The News Project Powers 'CalMatters' Relaunch

The News Project, a publishing platform startup built for small- and mid-size publishers, is powering the relaunch of CalMatters, the California nonprofit policy and politics site.

Today, the site debuted a new look, built on The News Project’s CMS.

The News Project, founded by media veteran and the first editor in chief of Merrill Brown, aims to put software tools in the hands of digital publishers that don't have the funding or manpower to invest in the tech to grow their businesses, especially with member-funded business models.

“The idea here is that [organizations like] The New York Times have enormous capabilities to execute against all the challenges that news organizations face,” Brown told Publishers Daily. “The kinds of capabilities one needs to be successful are limited for smaller news organizations by technology and economics. We are trying to level the playing field, so smaller news organizations have access to the same kind of tech, platform services, ad delivery services, CMS, and — importantly — UI and UX capabilities.”



The News Project offers these solutions at a price point publishers “can afford,” he said.

It costs about $25,000 for a nonprofit news organization to license The News Project’s technology, and about $50,000 for a for-profit org. The publishers then pay a monthly subscription fee around $5,000 a month, Brown said.

Brown notes that The Washington Post’s Arc Publishing platform, for example, costs about six figures a month for its CMS.

The News Project also provides a suite of services to help sell advertising and subscriptions. Clients can get access to revenue tools like Piano, which specializes in membership management, and Google Ad Manager, to monetize through ads.

Clients also get “around-the-clock support from us,” in case something on the site breaks down, Brown added.

“We are really focused on much smaller publishers that need all these capabilities, so for-profit organizations get profitable and nonprofits are on a path to sustainability,” he said.

CalMatters is The News Project’s first client to go live, with a redesigned and rebranded website and a new logo.

The landing page is now designed to “drive people to register and to donate,” Brown said.

While the changes likely won’t “magically increase our traffic or how our readers behave,” it could affect the number of pages a reader accesses per visit, Neil Chase, CEO of CalMatters, told Publishers Daily.
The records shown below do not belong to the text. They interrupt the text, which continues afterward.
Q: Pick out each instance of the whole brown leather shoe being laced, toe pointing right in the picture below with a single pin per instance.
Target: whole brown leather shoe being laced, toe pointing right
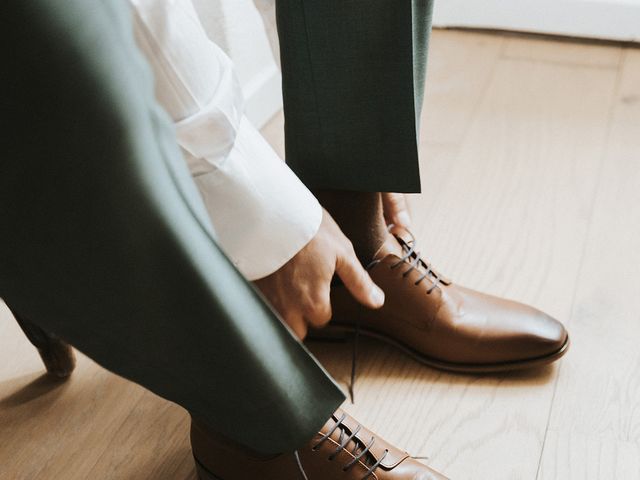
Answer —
(444, 325)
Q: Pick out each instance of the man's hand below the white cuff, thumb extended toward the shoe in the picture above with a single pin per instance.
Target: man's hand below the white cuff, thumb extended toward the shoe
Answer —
(300, 289)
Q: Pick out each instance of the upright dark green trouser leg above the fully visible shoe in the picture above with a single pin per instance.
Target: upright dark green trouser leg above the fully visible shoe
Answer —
(353, 76)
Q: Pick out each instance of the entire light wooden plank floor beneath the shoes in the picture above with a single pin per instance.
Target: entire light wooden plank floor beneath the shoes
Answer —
(531, 180)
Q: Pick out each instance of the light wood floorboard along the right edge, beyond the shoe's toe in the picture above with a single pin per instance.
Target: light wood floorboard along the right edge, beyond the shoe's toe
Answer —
(594, 429)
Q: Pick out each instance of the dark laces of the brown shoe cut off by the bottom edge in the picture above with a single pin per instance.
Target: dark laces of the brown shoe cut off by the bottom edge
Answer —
(359, 451)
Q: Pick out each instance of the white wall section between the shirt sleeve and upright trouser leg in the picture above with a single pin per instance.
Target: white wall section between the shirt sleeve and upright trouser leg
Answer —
(237, 27)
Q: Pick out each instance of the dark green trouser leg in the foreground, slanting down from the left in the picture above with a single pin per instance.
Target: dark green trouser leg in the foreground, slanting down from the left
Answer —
(105, 241)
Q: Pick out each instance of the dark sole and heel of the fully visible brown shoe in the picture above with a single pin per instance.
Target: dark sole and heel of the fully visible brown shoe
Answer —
(343, 333)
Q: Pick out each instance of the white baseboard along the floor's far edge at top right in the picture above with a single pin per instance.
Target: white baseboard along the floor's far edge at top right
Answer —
(601, 19)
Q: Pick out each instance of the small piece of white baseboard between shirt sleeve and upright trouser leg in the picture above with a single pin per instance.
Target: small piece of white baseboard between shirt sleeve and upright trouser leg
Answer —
(263, 96)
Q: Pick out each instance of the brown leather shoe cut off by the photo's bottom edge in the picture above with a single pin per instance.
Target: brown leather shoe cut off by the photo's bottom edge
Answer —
(341, 450)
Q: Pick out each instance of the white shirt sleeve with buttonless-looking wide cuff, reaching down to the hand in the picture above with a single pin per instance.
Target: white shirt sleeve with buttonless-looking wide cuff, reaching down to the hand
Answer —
(261, 212)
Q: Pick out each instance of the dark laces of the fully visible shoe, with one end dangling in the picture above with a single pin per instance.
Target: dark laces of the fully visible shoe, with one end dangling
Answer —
(416, 261)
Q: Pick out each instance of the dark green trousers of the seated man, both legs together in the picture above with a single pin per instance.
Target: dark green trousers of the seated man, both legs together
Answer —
(104, 238)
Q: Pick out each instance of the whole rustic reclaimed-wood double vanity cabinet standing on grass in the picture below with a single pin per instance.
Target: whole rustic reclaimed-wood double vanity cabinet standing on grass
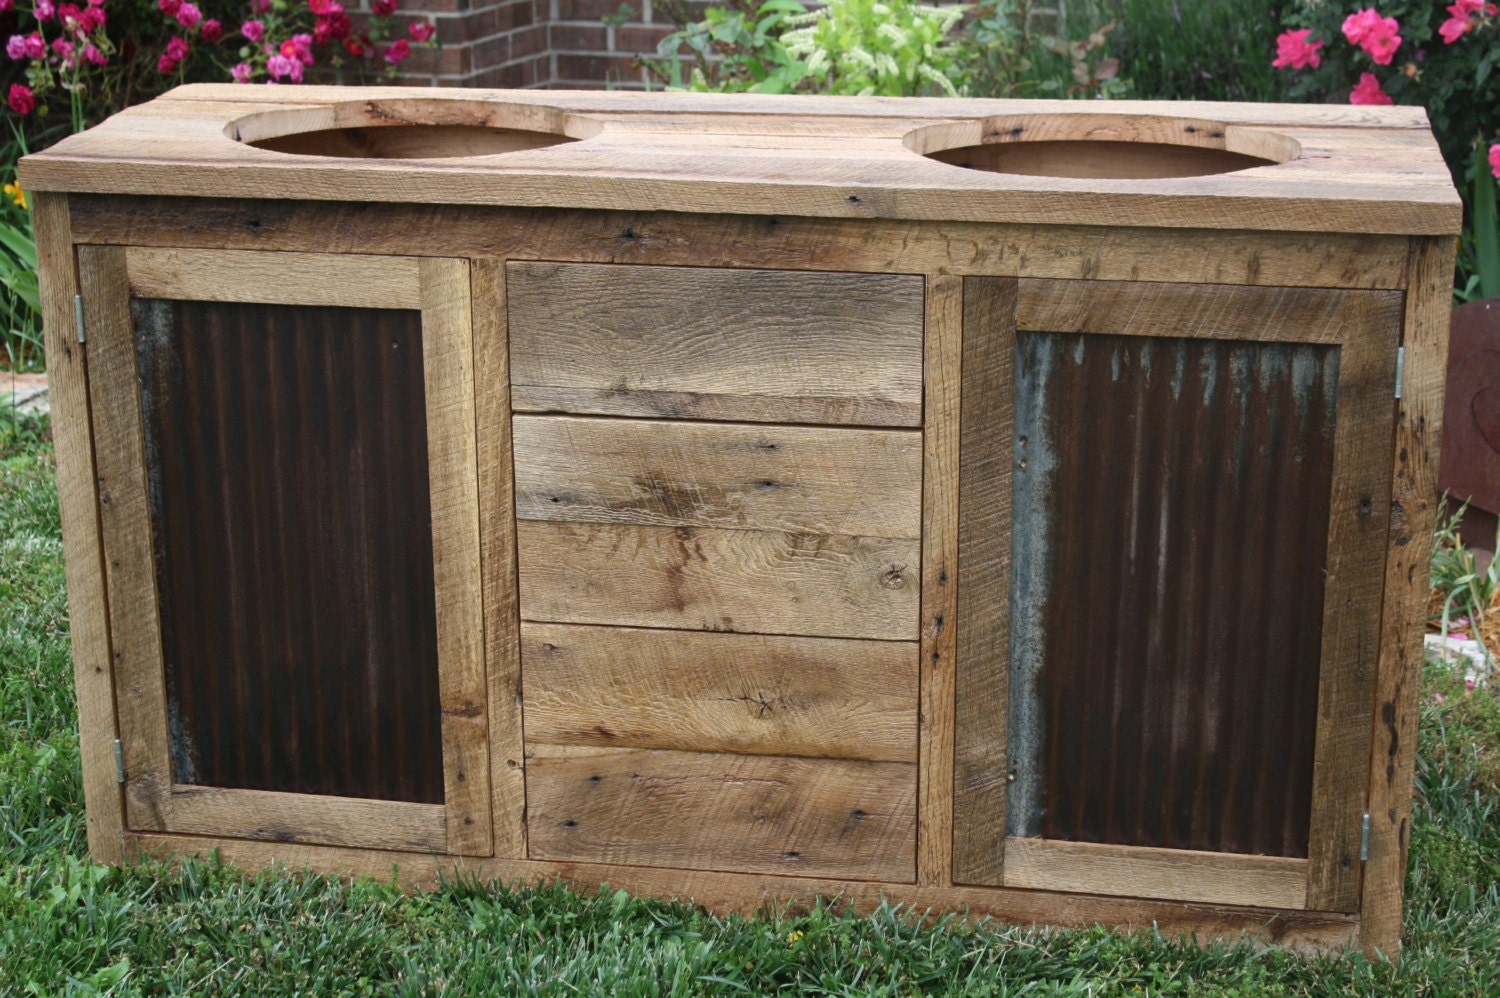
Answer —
(1001, 507)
The new tools also mean reporters “spend less time fiddling around in WordPress and more time reporting.”

“Local and state journalism is dying very rapidly and our nonprofit model is part of the solution,” Chase said. “We need journalism more than ever, and we are not going to have it if we don’t have new models.”

About 200 counties in the U.S. have no local newspaper, and roughly half the counties in the country have only one.
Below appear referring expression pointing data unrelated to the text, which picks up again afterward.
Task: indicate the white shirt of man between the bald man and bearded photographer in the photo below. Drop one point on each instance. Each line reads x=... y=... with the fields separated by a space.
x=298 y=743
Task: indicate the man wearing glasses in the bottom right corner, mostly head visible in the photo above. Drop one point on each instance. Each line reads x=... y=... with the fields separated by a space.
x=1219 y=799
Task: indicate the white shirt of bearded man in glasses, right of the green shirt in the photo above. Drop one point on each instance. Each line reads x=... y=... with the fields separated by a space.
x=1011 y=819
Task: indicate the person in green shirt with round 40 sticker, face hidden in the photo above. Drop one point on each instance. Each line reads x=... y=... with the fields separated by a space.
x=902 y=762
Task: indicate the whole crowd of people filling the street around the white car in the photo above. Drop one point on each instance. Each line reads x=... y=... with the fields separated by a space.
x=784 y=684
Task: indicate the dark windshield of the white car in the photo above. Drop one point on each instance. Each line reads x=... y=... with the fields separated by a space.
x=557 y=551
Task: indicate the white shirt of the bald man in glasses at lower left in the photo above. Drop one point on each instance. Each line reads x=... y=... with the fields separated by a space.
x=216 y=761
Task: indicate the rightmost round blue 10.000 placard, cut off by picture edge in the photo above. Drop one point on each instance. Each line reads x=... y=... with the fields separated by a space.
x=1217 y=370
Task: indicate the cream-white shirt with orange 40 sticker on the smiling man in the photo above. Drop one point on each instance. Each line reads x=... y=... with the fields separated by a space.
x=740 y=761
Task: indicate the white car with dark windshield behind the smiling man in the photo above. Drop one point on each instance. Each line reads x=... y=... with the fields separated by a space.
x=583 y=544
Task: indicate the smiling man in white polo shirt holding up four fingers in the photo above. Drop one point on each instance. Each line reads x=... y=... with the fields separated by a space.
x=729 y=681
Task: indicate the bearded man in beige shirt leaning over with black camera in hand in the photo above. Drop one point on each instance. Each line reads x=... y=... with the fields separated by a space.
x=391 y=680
The News Project’s tools can also help CalMatters with the challenge of moving readers down the funnel, “to subscribe to our newsletter, become a member, come to our events and read us regularly,” Chase said.

“I don’t know if we would do all these things as quickly or at once if we had to go to different vendors,” Chase said. The News Project “allows us to grow the business operations side, to keep up with growth on the editorial side.”

CalMatters made $3 million in revenue last year, and is on track to draw in $5 million this year. The goal is to reach $10 million “in a couple years,” Chase said.

The News Project's second big client is ThinkProgress, which The Center for American Progress, a Democratic think tank, plans to sell.